Hohe Baukosten, hohe Zinsen
Konkret könne nach Analysen des IMK insbesondere eine Aufstockung und Ausweitung von existierenden Programmen der staatlichen Förderbank KfW für den sozialen Wohnungsbau helfen, die durch steigende Zinsen verursachten Kosten abzufedern und so Bauprojekte zu ermöglichen. Eine weitere Option bestehe in der Erbpacht. Mittelfristig sinnvoll sei der Aufbau neuer öffentlicher Einrichtungen, die den Bau bezahlbaren Wohnraums fördern – etwa ein Bodenfonds, der die Kommunen dabei unterstützen könne, das öffentliche Eigentum an Grund und Boden auszuweiten. Zudem könne ein Beteiligungsfonds als Minderheitsgesellschafter die Eigenkapitalbasis der öffentlichen Wohnungsbaugesellschaften stärken.
Immerhin nimmt das Tempo mittlerweile etwas ab, mit dem die Baugenehmigungen zurückgehen: Im April hatte es mit 31,9 Prozent den stärksten Einbruch seit mehr als 17 Jahren gegeben, im März fiel der Rückgang mit 29,6 Prozent ähnlich hoch aus. »Zum Rückgang der Bauvorhaben dürften weiterhin vor allem steigende Baukosten und zunehmend schlechtere Finanzierungsbedingungen beigetragen haben«, teilten die amtlichen Statistiker mit. Nach acht Zinserhöhungen der Europäischen Zentralbank (EZB) in Folge auf aktuell 4,00 Prozent haben sich Baukredite spürbar verteuert.

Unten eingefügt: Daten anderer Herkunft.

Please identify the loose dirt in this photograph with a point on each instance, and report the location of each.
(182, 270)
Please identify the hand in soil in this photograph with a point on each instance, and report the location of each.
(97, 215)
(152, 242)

Von Januar bis Mai wurden insgesamt 113.400 Baugenehmigungen für Wohnungen erteilt, das waren 27 Prozent weniger als im Vorjahreszeitraum. In den Zahlen sind sowohl die Zusagen für Wohnungen in neuen Gebäuden als auch für neue Wohnungen in bestehenden Gebäuden enthalten. Die Zahl der Bauzusagen für Einfamilienhäuser brach in den ersten fünf Monaten um 35,1 Prozent auf 22.600 überdurchschnittlich stark ein. Bei den Zweifamilienhäusern gab es einen noch größeren Rückgang von 53,5 Prozent auf 6500. »Auch bei der zahlenmäßig stärksten Gebäudeart, den Mehrfamilienhäusern, verringerte sich die Zahl der genehmigten Wohnungen deutlich«, betonten die Statistiker. Hier gab es ein Minus von 26,5 Prozent auf 61.200.